Cleopatra’s murdered sister, Arsinoe IV, who was said to be murdered by the Egyptian pharaoh had her remains identified. An archaeologist said she found sister’s bones in a ruin known as the Octagon in Turkey.
The bones belonging to the sister, or possibly half-sister, of Egyptian pharaoh Cleopatra were identified by an archaeologist this week, it was reported.
Researcher Hilke Thur claimed she identified the bones of Arsinoe IV, which were discovered in Turkey, according to Charlotte News-Observer.
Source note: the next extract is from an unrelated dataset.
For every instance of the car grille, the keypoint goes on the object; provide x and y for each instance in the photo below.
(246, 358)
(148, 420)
In 1904, archaeologists began excavating a ruin known as the Ephesus, which is known as the Octagon due to its shape. Inside the ruin was a burial chamber, which contained the bones of a young woman. Thur, an archaeologist with the Austrian Academy of Sciences, believes the ruin is was a tribute to the Lighthouse of Alexandria, one of the Seven Wonders of the Ancient World.
“When I was working with the architecture of The Octagon and the building next to it, it wasn’t known whose skeleton was inside. Then I found some ancient writers telling us that in the year 41 B.C., Arsinoe IV—the half-sister of Cleopatra—was murdered in Ephesus by Cleopatra and her Roman lover, Marc Antony,” Thur told paper.
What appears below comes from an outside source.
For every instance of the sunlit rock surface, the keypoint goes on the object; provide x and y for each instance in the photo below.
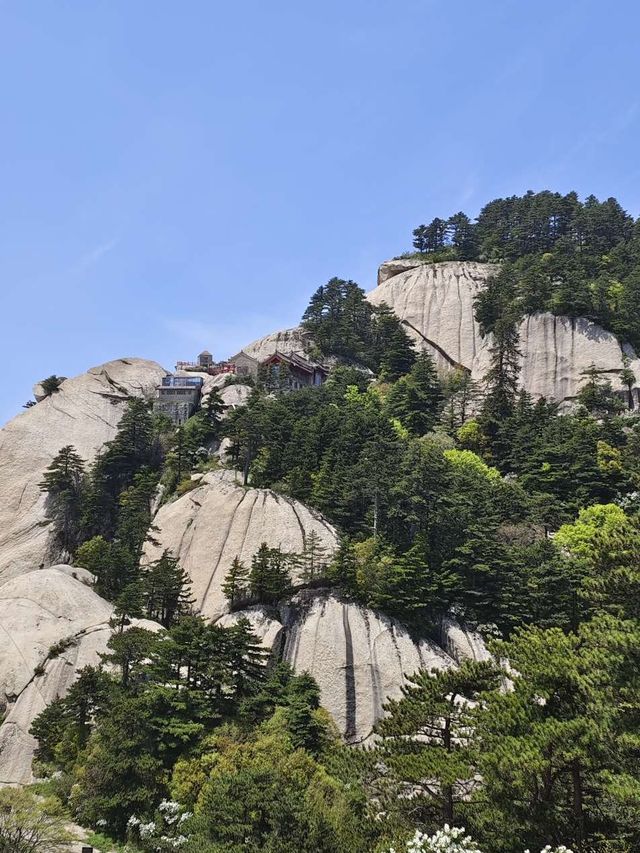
(84, 412)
She added: “Because the building is dated by its type and decoration to the second half of the first century B.C., this fits quite well. I put the pieces of the puzzle together.”
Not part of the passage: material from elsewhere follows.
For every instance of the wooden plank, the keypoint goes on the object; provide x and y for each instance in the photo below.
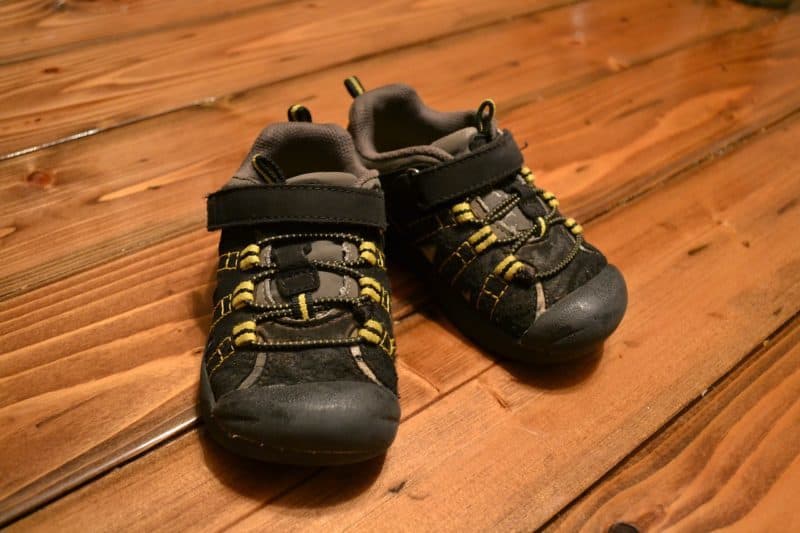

Arsinoe IV was the younger half-sister or sister of Cleopatra, the Ptolemaic dynasty ruler known as the last pharaoh of Egypt. She lived from 69 B.C. to 30 B.C. It was said that Cleopatra saw Arsinoe as a threat and had her killed.
“In antiquity, ordinary people were not buried within the city. That privilege was only for special people—those with an aristocratic background, or people who did special things for their city. So the body must have belonged to a special person. Also, the skeleton was of a woman,” Thur elaborated.
The skull of the skeleton in the Octagon “had been removed for tests; it disappeared in Germany during World War II. But there are photos of the skull, and notes written down by those who examined it,” Thur added. She concluded that Arsinoe had an African mother, but that claim has been disputed.
“We get this skull business and having Arsinoe’s ethnicity actually being determined from a reconstructed skull based on measurements taken in the 1920s?” wrote David Meadows, a classicist and teacher from Canada, according to Discovery.com.
And Cambridge classics professor Mary Beard said Arsinoe and Cleopatra might not have shared the same mother. “In that case, the ethnic argument goes largely out of the window,” she said, according to the website.